Every major and natural minor scale with its notes, key signature, diatonic chords and common chord progressions. Pick a scale to see it on an interactive piano and hear how it sounds.
A scale is an ordered set of notes that defines the tonal material of a key. The major scale follows the step pattern W–W–H–W–W–W–H (W = whole step, H = half step), while the natural minor scale follows W–H–W–W–H–W–W. Every major key shares its notes with a relative minor key, which starts on the sixth degree of the major scale.
Knowing scales helps you find the chords that belong to a key, build melodies that stay in key, and transpose songs. Each scale page shows the scale on a piano keyboard, its key signature, the seven diatonic chords, and progressions you can use right away.

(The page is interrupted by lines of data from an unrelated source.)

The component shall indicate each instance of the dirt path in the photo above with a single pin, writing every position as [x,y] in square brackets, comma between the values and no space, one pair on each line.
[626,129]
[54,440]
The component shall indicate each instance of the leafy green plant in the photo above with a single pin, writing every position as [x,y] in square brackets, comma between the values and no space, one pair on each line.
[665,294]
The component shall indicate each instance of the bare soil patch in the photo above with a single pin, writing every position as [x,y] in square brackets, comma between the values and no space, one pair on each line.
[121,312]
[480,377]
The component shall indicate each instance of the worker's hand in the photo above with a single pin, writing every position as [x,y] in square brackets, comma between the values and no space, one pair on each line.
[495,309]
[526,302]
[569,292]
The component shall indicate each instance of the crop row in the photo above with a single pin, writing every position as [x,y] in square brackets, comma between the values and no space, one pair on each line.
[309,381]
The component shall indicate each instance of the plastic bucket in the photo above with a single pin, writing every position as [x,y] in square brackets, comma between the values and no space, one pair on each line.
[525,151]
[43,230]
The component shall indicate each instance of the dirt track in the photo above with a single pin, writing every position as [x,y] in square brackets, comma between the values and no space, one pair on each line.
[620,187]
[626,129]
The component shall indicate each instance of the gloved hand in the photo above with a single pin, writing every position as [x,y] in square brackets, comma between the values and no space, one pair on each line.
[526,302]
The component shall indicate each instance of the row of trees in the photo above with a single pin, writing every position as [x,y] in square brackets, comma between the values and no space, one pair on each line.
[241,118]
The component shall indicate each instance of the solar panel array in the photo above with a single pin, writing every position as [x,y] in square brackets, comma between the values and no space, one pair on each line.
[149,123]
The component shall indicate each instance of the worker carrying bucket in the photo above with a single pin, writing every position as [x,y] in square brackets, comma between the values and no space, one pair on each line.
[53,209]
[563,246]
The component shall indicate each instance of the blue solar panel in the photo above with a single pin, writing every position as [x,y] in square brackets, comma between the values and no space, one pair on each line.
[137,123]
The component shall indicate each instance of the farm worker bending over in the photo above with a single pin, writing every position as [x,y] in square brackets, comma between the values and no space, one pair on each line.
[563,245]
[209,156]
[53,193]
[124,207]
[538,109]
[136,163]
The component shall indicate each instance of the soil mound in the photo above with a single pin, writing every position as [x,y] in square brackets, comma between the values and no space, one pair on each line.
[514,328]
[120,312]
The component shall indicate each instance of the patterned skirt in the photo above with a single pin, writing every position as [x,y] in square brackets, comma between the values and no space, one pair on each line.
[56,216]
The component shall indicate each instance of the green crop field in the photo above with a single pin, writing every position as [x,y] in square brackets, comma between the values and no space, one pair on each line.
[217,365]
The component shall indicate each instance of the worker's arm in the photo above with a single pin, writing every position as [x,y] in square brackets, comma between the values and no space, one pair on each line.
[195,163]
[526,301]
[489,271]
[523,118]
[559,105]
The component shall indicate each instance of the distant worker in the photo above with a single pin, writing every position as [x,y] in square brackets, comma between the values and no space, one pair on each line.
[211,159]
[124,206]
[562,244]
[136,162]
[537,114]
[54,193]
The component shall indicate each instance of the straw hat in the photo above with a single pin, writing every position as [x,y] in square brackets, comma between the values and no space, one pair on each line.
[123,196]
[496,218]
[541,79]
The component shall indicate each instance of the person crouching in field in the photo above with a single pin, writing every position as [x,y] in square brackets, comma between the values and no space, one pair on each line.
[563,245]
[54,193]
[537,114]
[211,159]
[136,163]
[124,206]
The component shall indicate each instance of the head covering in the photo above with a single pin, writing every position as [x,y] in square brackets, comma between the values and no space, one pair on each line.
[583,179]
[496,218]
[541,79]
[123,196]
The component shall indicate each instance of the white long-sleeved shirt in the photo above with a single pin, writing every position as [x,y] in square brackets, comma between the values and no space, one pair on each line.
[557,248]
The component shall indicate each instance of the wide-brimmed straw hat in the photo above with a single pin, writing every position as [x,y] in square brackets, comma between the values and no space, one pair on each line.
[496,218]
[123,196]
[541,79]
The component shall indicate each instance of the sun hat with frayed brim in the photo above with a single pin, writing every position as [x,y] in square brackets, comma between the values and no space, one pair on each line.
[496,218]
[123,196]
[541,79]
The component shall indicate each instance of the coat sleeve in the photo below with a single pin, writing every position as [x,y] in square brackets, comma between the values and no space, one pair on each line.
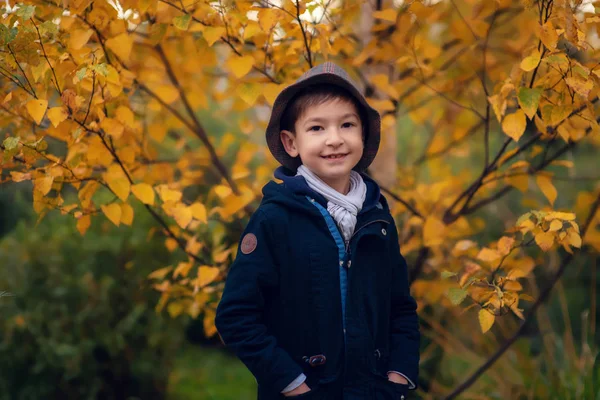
[405,336]
[239,318]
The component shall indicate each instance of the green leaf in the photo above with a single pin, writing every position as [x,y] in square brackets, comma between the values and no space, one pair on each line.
[529,100]
[25,12]
[11,147]
[447,274]
[7,35]
[457,295]
[182,22]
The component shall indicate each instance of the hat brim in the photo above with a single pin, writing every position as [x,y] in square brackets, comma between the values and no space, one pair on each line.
[372,131]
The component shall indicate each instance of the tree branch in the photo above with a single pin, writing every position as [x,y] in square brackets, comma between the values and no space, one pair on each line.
[531,312]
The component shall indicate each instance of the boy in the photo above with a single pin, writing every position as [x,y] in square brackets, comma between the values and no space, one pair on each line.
[317,302]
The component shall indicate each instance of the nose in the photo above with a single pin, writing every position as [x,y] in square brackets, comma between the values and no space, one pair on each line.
[334,138]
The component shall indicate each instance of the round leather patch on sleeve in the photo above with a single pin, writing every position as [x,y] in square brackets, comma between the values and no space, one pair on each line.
[249,243]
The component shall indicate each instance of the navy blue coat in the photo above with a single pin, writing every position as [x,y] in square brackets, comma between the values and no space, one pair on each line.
[283,311]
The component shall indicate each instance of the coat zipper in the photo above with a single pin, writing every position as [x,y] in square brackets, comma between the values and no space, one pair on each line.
[347,242]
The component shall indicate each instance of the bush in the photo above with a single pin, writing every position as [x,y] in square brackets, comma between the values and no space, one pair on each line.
[80,323]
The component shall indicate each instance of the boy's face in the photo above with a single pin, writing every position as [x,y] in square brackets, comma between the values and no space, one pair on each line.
[329,141]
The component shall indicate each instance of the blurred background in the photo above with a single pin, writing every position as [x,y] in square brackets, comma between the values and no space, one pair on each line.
[133,155]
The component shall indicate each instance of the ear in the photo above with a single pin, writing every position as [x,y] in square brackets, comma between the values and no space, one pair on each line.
[289,142]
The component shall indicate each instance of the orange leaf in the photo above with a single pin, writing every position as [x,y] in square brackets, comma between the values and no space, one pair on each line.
[112,212]
[83,223]
[144,193]
[37,109]
[126,214]
[530,62]
[545,184]
[514,124]
[486,320]
[240,66]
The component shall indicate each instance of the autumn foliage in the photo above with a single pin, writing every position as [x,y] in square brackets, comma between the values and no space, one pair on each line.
[110,107]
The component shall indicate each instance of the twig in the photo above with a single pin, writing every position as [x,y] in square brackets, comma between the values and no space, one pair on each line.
[531,312]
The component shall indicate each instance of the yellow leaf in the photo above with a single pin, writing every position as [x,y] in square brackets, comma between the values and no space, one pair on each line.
[486,320]
[83,223]
[167,194]
[249,92]
[112,212]
[160,273]
[19,176]
[126,214]
[389,15]
[175,309]
[512,286]
[521,182]
[125,116]
[43,184]
[171,244]
[433,231]
[559,215]
[112,127]
[37,109]
[488,255]
[79,38]
[206,275]
[555,225]
[251,29]
[267,19]
[85,194]
[117,181]
[240,66]
[182,215]
[166,93]
[222,191]
[547,35]
[514,124]
[574,239]
[529,63]
[545,184]
[271,91]
[144,193]
[121,45]
[57,115]
[581,86]
[183,268]
[212,34]
[199,212]
[505,245]
[559,113]
[545,240]
[209,323]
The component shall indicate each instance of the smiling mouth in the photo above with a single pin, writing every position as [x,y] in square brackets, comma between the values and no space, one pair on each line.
[335,156]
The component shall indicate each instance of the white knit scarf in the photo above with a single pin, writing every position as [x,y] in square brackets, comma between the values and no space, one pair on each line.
[343,208]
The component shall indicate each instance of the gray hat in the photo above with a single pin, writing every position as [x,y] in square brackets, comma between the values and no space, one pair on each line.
[326,73]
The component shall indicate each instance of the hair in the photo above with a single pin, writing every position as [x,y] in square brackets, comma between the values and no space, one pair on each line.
[315,95]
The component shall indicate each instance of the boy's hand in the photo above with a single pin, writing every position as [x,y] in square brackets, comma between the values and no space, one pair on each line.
[298,391]
[397,378]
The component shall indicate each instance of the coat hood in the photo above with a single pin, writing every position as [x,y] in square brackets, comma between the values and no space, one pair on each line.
[293,190]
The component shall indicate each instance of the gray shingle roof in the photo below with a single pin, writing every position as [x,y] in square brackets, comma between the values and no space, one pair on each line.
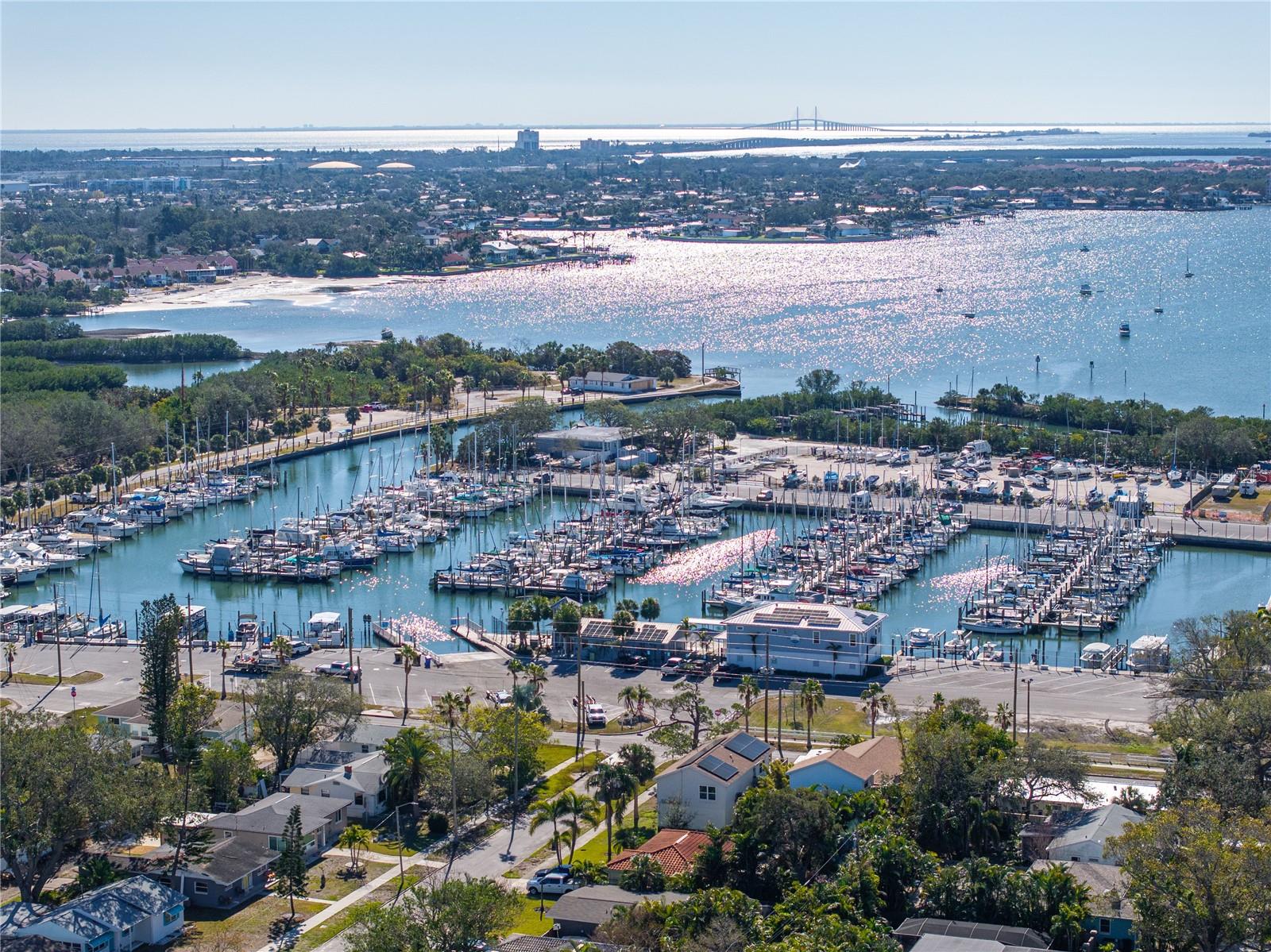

There are 15 major and 15 minor key signatures (including enharmonic spellings like F♯ major and G♭ major), but only 12 distinct pitch collections of each type — some scales are enharmonic equivalents of each other.
The major scale has a major third and major sixth and seventh above the tonic and sounds bright; the natural minor scale lowers the third, sixth and seventh, which gives it a darker sound. Their step patterns are W–W–H–W–W–W–H and W–H–W–W–H–W–W respectively.
The relative minor is the minor key that shares the same key signature as a major key. It starts on the sixth degree of the major scale — for example, A minor is the relative minor of C major.